Until recently, the process of recycling batteries was mainly focused on reducing waste volume and contamination, according to Benoit Couture, President of Recyclage Lithion.
Working in collaboration with industrial engineering expert Seneca, the lab at the Centre d'études des procédés chimiques du Québec du Collège de Maisonneuve and Le Centre d'excellence en électrification des transports et stockage d'énergie, the company has succeeded in all of its initial objectives, including treating all types of lithium-ion batteries, not generating any liquid pollutants, requiring few re-additives and recycling 95% of the batteries.
At the end of the process, the purified materials are battery-grade and can be used by manufacturers of products that use lithium, cobalt, graphite, nickel hydroxide and Manganese oxide. In theory, it’s now possible to have a lithium-ion battery made from 100% recycled material. And the recycling process can be repeated, in principle infinitely.
Next Steps
Recyclage Lithion is planning to build a pilot factory in Montreal at a cost of $12 million; it’s slated to begin operations in 2020. The technology is promising enough that the Sustainable Development Technology Canada foundation is contributing $3.8 million to the project. The goal of the factory is to perfect and validate even further the processes over a period of two years so they can be pitched to potential clients. The factory will be able to treat up to 200 tons of used batteries per year.

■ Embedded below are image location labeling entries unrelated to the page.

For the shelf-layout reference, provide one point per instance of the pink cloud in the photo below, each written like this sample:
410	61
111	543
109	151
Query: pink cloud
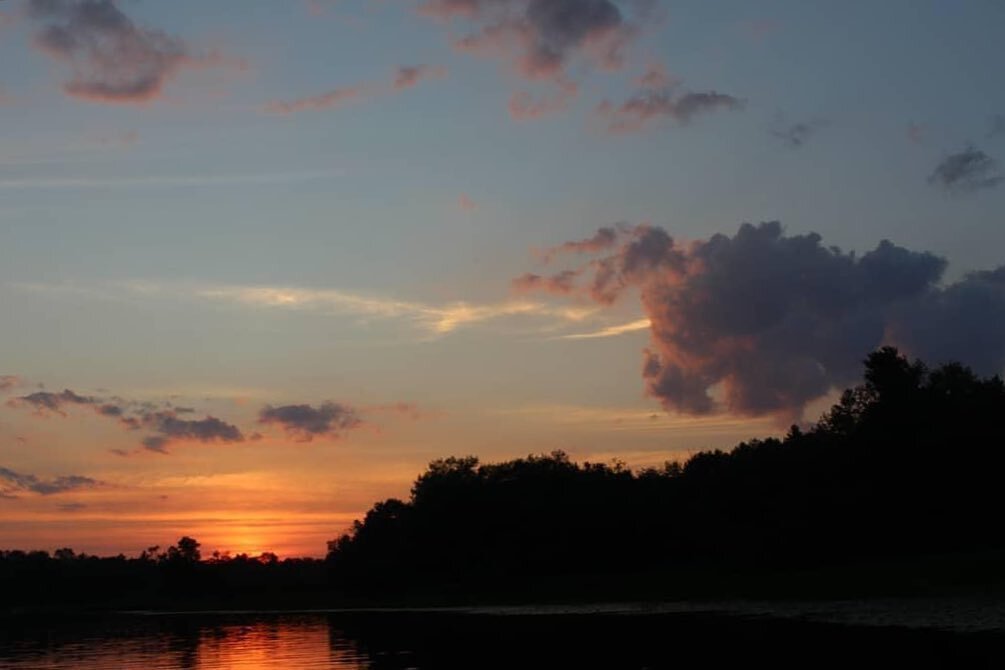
111	58
331	99
659	97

In years to come, a commercial factory will eventually be built with a capacity to process 2,000 tons per year. With an eye to scaling up even more, Benoit Couture predicts that eventually there will be factories capable of recycling 10,000 tons per year. Ideally these facilities will be located near automotive assembly plants. In his view, it’s not unreasonable to envision 10 or so of these factories operating in Europe and North America. There should also be strong demand for them in Asia, where electric cars are growing in popularity as well.